A nova ordem propiciou a extinção de regime semi-feudal, reforma moderada da propriedade da terra, escassa modernização econômica, que se acelerou nos últimos anos com a restauração capitalista. Repetindo a retórica tradicional do colonialismo, Losurdo justifica o domínio colonial sobre uma região com a civilização que ele traria, ao igual que os ingleses que justificaram com a repressão do tráfico de escravos a invasão e o terrível escorcho de enormes regiões da África . “(…) não há dúvidas que hoje a situação do Tibete melhorou claramente no que se refere ao desenvolvimento econômico, à liberdade religiosa, e aos direitos culturais e nacionais dos habitantes daquela região.” (LOSURDO, 2012, p. 214.) O direito à plena autonomia das nacionalidades do império czarista, caso fosse a vontade de sua população, foi defendido pelos bolcheviques, antes da Revolução, sendo apresentado em opúsculo de J.Stálin, que teria sido escrito sob a supervisão de V. Lênin e N. Bukharin, em 1913.(STALIN, 1913.)

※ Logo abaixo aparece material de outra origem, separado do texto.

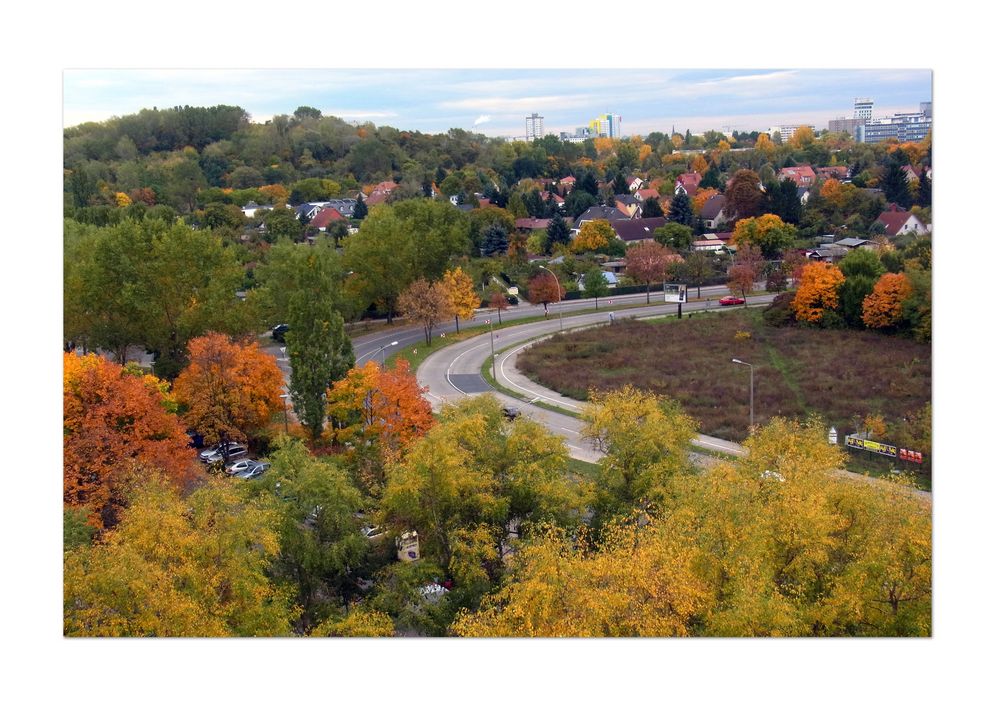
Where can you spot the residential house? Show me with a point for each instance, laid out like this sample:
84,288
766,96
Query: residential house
713,214
637,229
380,194
688,183
803,175
325,217
838,172
253,207
597,213
628,205
897,222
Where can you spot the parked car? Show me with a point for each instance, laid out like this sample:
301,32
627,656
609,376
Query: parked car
252,472
214,453
278,333
373,532
241,465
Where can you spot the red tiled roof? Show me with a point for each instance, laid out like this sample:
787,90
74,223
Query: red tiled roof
894,220
325,217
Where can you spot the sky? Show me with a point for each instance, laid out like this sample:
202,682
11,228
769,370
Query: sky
495,101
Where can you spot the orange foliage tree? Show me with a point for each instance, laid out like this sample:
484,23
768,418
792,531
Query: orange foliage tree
701,197
817,291
117,422
230,390
884,306
379,407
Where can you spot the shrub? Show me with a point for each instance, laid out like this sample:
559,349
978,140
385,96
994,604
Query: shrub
779,312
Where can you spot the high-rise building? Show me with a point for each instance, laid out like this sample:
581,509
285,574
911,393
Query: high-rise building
533,127
606,125
863,108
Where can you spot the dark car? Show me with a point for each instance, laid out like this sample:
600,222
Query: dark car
253,472
278,333
214,453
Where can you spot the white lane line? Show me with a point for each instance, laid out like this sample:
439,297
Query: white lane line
503,375
447,374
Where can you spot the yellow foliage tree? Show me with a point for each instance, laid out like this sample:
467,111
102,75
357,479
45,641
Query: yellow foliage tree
176,566
461,294
817,291
593,236
884,306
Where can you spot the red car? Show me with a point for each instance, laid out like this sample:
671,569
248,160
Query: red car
731,300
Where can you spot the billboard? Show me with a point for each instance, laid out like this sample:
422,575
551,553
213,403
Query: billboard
674,293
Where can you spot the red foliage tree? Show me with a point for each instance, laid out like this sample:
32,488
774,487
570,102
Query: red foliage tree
116,424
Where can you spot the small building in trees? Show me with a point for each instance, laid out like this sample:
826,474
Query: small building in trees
897,222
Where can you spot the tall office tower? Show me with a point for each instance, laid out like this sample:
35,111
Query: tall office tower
863,108
533,127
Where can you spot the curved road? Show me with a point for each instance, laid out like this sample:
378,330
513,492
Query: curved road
454,372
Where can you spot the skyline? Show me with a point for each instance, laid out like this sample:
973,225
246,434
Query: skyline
495,102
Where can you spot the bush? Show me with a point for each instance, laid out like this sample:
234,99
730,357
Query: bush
780,313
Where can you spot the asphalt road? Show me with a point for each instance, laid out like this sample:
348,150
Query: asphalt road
454,372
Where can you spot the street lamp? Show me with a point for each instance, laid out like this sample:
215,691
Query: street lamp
558,291
744,363
382,351
284,407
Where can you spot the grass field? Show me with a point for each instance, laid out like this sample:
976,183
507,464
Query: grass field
840,375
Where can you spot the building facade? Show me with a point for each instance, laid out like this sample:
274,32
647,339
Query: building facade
534,127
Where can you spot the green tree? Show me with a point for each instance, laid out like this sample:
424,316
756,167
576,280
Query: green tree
680,210
557,233
595,285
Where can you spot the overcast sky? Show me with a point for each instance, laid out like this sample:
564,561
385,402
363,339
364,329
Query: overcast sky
495,102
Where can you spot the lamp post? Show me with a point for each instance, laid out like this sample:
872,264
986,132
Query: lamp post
284,407
744,363
558,291
382,351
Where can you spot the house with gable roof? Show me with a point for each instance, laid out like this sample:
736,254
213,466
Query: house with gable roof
898,222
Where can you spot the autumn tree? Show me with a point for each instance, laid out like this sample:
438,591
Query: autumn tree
883,308
557,233
743,195
229,390
768,232
321,546
378,410
179,566
593,236
817,291
647,263
645,439
117,425
462,298
498,301
746,269
425,303
674,235
473,479
543,288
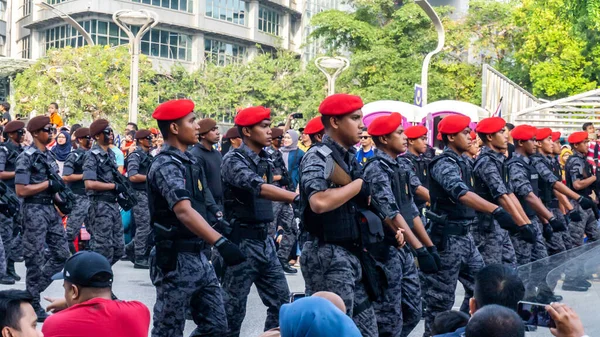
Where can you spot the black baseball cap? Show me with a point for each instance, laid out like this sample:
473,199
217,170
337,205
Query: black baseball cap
83,268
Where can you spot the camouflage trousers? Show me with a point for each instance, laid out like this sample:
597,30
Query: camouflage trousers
329,267
141,216
42,229
588,226
78,216
493,242
461,261
192,286
106,230
399,311
262,268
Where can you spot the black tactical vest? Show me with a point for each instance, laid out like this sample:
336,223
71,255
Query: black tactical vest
587,172
159,208
340,225
242,205
12,152
533,179
480,187
145,162
78,187
441,202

Apenas a Região Autônoma tibetana possui 1.228.400 mil quilômetros quadrados, com pouco mais de três milhões de habitantes. Mais três milhões de tibetanos viveriam nas regiões incorporadas diretamente a províncias chinesas. Sobretudo essas últimas regiões e populações sofrem forte pressão assimilacionista, por parte da população han, política governamental chinesa.(GUILLERMAZ, 1973, p. 278-283.) É certo que o imperialismo se sirva do Dalai Lama, da antiga ordem político-religiosa e do sentimento nacional para impulsionar movimentos conservadores pela independência tibetana e propaganda anti-chinesa. O que não justifica a anexação do Tibete e a política integracionista chinesa, como propõe Losurdo. As minorias uigures, mongóis, etc. não conhecem igualmente autonomia efetiva e são também objeto de políticas assimilacionistas.


Como conclusão

Fuga da História? A revolução russa e a revolução chinesa hoje, de Domenico Losurdo, tem como tese central a defesa do futuro radioso que se abriu para a China, sob a orientação máxima de Deng Xiaoping, em 1978, quando o país se escancarou para a produção e acumulação capitalistas, impulsionadas por capitais internacionais e nacionais. No ensaio, Domenico Losurdo defende a estranha tese que o “socialismo” na China não correria perigo pois o monopólio político mantêm-se nas mãos do PCC, precisamente o partido que comandou, após a derrota do maoísmo, a marcha em direção ao capitalismo! Destaque-se que, em fins dos anos 1920, o fortalecimento da produção capitalista na URSS era defendido pela facção direitista de N. Bukharin, um dos mais conhecidos teóricos bolcheviques. E que Gorbachov e sua clique restauracionista eram comunistas literalmente de “carteirinha”. O italiano não dá qualquer importância ao defenestramento com a Revolução Cultural de enorme parte da velha guarda do PCC.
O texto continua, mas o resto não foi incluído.